A teraz co do Diablo 3. Blaumro slusznie zauwazyl, ze teraz ogolnie firma skupia sie na nowych grach (HS, Hots, Overwatch) wiec to tez wplywa na aktualizacje do juz istniejacych kilka lat tytulow, lecz z drugiej strony - swoja droga - Diablo 3 bylo i tak zawsze stalo bardzo z boku jakby wydali je na sile, dla kasy (pewnie i tak bylo, wiadomo). To tez pewnie przez to, ze jest B2P i zysk maja raz na dodatek wiec nie chce im sie, nie maja korzysci materialnych (co tez jest motywatorem, prawda) z tego tytulu. Boli tez fakt, ze maja w powazaniu spolecznosc (i nic nie robia, zarzuca nerfami, buffami lub jakimis pierdolkami, ktore nic nie wnosza) a na reddicie/diablofans.com jest kilkanascie (jakby sie doszukac do kilkadziesiat) pomyslow do Diablo 3, ktore przechodza echem bo firma i tak (nie) robi swoje. Mam troche zal do Blizza o Diablo 3 ale juz sie przyzwyczailem i nie czekam na cuda. Po prostu na razie nie gram w to bo nie ma co ugrywac.
Skupia się, bo nie są w stanie galwanizować tego samego trupa po raz setny. WoW trzyma 7 milionów subskrypcji tylko dzięki żetonowi za złoto, a Diablo samo firmy nie opłaci, poza tym co mogą dodać, żeby gra zyskała na zawartości? Gry całej nie przemodelują, za późno na to.

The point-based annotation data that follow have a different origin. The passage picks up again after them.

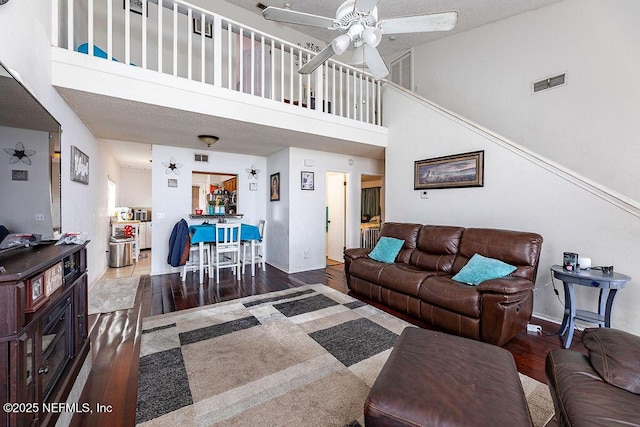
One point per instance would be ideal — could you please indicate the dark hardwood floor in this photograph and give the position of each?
(115, 337)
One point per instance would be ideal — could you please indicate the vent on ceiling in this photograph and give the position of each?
(559, 80)
(202, 158)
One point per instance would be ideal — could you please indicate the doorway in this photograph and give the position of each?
(371, 210)
(335, 198)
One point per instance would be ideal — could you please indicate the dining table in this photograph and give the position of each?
(206, 233)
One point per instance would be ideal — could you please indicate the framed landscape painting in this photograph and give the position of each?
(456, 171)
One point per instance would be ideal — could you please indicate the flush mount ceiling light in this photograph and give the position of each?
(208, 139)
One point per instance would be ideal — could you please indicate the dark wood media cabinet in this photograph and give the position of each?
(43, 331)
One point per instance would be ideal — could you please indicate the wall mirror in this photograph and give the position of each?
(206, 186)
(30, 158)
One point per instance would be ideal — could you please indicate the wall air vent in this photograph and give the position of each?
(202, 158)
(549, 82)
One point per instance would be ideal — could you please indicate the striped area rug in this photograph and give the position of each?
(303, 356)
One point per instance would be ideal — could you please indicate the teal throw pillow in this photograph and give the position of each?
(480, 268)
(386, 249)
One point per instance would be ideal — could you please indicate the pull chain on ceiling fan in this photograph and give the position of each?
(358, 21)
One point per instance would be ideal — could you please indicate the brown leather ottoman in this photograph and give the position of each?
(435, 379)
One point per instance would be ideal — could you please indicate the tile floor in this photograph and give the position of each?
(143, 266)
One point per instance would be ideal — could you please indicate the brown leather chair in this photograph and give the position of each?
(601, 388)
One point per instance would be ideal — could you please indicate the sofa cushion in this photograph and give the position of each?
(368, 269)
(443, 292)
(517, 248)
(436, 247)
(386, 249)
(480, 268)
(402, 231)
(615, 355)
(405, 278)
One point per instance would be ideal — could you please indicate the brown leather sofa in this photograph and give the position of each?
(419, 282)
(601, 388)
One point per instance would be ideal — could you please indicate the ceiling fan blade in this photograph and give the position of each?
(366, 6)
(317, 60)
(375, 63)
(419, 23)
(292, 17)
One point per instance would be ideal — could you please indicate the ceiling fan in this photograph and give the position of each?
(358, 20)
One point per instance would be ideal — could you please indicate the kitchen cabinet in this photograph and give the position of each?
(42, 351)
(230, 184)
(119, 229)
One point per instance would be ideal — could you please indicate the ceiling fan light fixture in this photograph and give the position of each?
(208, 139)
(341, 43)
(372, 36)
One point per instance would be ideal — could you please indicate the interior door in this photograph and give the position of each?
(335, 198)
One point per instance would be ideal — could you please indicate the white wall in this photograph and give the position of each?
(172, 204)
(590, 125)
(28, 26)
(279, 211)
(517, 194)
(307, 214)
(135, 188)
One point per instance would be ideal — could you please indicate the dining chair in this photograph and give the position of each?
(199, 259)
(227, 245)
(257, 249)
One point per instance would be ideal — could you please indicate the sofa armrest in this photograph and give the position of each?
(351, 254)
(354, 253)
(506, 285)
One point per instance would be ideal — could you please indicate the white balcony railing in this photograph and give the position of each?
(227, 54)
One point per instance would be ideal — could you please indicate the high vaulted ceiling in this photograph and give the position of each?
(471, 14)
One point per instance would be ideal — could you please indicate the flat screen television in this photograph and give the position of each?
(30, 197)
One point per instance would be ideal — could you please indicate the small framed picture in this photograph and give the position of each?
(79, 166)
(35, 293)
(306, 180)
(19, 175)
(275, 187)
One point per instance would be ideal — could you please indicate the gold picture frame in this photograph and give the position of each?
(455, 171)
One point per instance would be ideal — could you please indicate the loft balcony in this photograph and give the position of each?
(149, 73)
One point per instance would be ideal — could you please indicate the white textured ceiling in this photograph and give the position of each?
(471, 14)
(113, 120)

Ja sam nie rozumiem tego zamiłowania D2. Wszędzie tylko czytam, że D3 to nie D2. Grać w D2 próbowałem, migrena mnie jedynie łapała. Obawiam się, że zawsze jest tak z grami, które tworzą standardy, że nie da się powtórzyć ich sukcesy po raz drugi, a ludzie gdyby otrzymali coś pogroju D2, to byłoby lamentowanie, że mamy remastered edition starej produkcji.
Jesli chodzi o pomysly i czas ich wdrazania... uwazam, ze programisci D3 nie dorastaja do piet tym z D2.
Czekaj... Ty tak na poważnie? Chcesz mi jakoś udowodnić, że wydanie 1.09 w 2001 roku (okej, 2 miesiące po premierze dodatku i 1.08), potem 1.10 w 2003, 1.11 w 2005, 1.12 w 2008 i 1.13 w 2010 to dobre tempo zmian? Przy 1.12, który wnosił (AFAIR) no-cd zmianę i chyba nic poza tym? Z 10 runewordami, Uber Trist, kilkoma unikatami i bugfixami w 1.11, na które ludzie czekali dwa lata? Z siedmioletnim odstępem między balansowaniem postaci (1.10 i 1.13)? Dokształć się, bo chyba próbujesz na siłę pokazać że D2 było wspaniałe, idealne, ochach i w ogóle, podczas gdy ich jedynym zaangażowaniem w grę było resetowanie laddera i banowanie ludzi korzystających z maphacka, teleportów w miastach czy innych tego typu zabaw...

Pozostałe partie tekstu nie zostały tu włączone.